Repair of Truncus Arteriosus with Interrupted Aortic Arch and Moderate to Severe Truncal Valve Regurgitation
This video presents the case of a six-day-old boy with truncus arteriosus, interrupted aortic arch, ventricular septal defect (VSD), patent ductus arteriosus (PDA), and patent foramen ovale (PFO). A preoperative echocardiogram showed moderate to severe truncal valve regurgitation and a large ventricular septal defect.
First, the truncal root was opened, and a complete transverse ascending aortotomy was completed. A quadricuspid valve was inspected, the raphe of the two small vestigial leaflets was taken down. The left coronary button was then harvested to allow for root reduction. Central approximation of the vestigial leaflets created a tricuspid valve and further reconstruction of the posterior sinus with the left coronary button reimplantation. Several figure-eight sutures were used to reduce the anterior truncal valve leaflet prolapse and an annuloplasty was performed with subannular sutures.
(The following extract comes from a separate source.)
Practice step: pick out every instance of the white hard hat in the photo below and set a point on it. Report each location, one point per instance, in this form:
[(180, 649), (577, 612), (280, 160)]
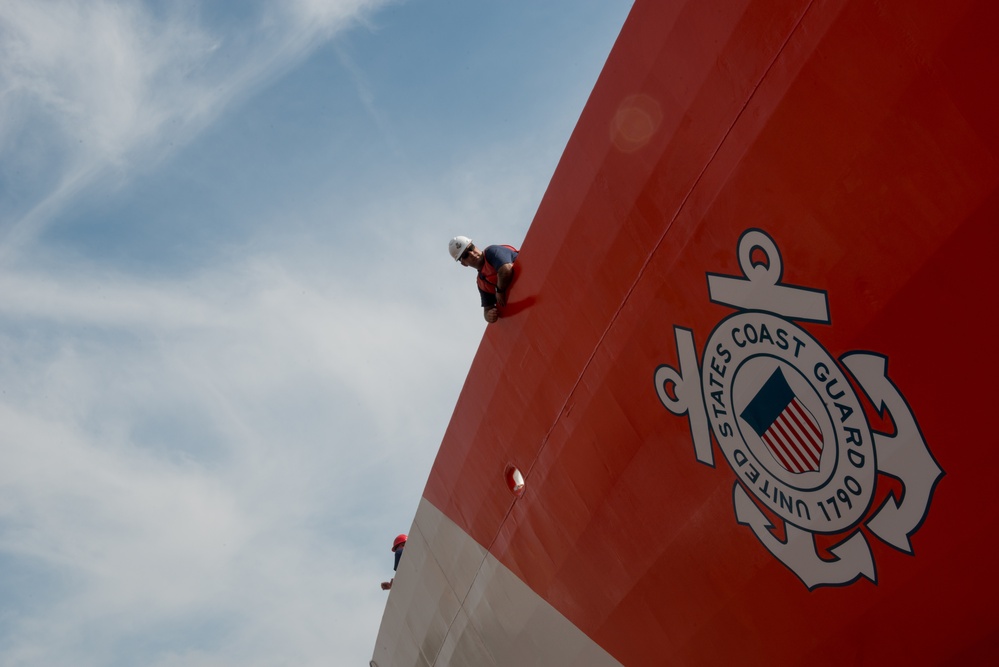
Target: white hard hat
[(457, 246)]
Upon inspection, excellent coaptation with no prolapse was noticed. Closure of the VSD via ventriculotomy with an autologous pericardial patch was completed. The patient then went on regional bypass and a C-clamp was placed on the descending aorta, as well as Yasargil clamps on the left subclavian and carotid. The left subclavian and left carotid were then brought together. The ductus was resected, including a posterior shelf and two V-shaped incisions in the descending aorta. The near transverse arch was then taken down to the descending aorta. The arch reconstruction was completed with a pulmonary homograft patch and a running 7-0 Prolene suture.
The postoperative echocardiogram showed trivial truncal regurgitation with good ventricular function, good coronary flow, no significant tricuspid or mitral regurgitation, and no residual VSD or arch obstruction.
This case shows that complex truncal valve reconstruction and tricuspidization is possible in neonates and provides an excellent surgical option for this pathology.
Tips and pitfalls include not hesitating to remove the coronary button to allow optimal root reconstruction and considering bicuspidization versus tricuspidization based on geometry of leaflets.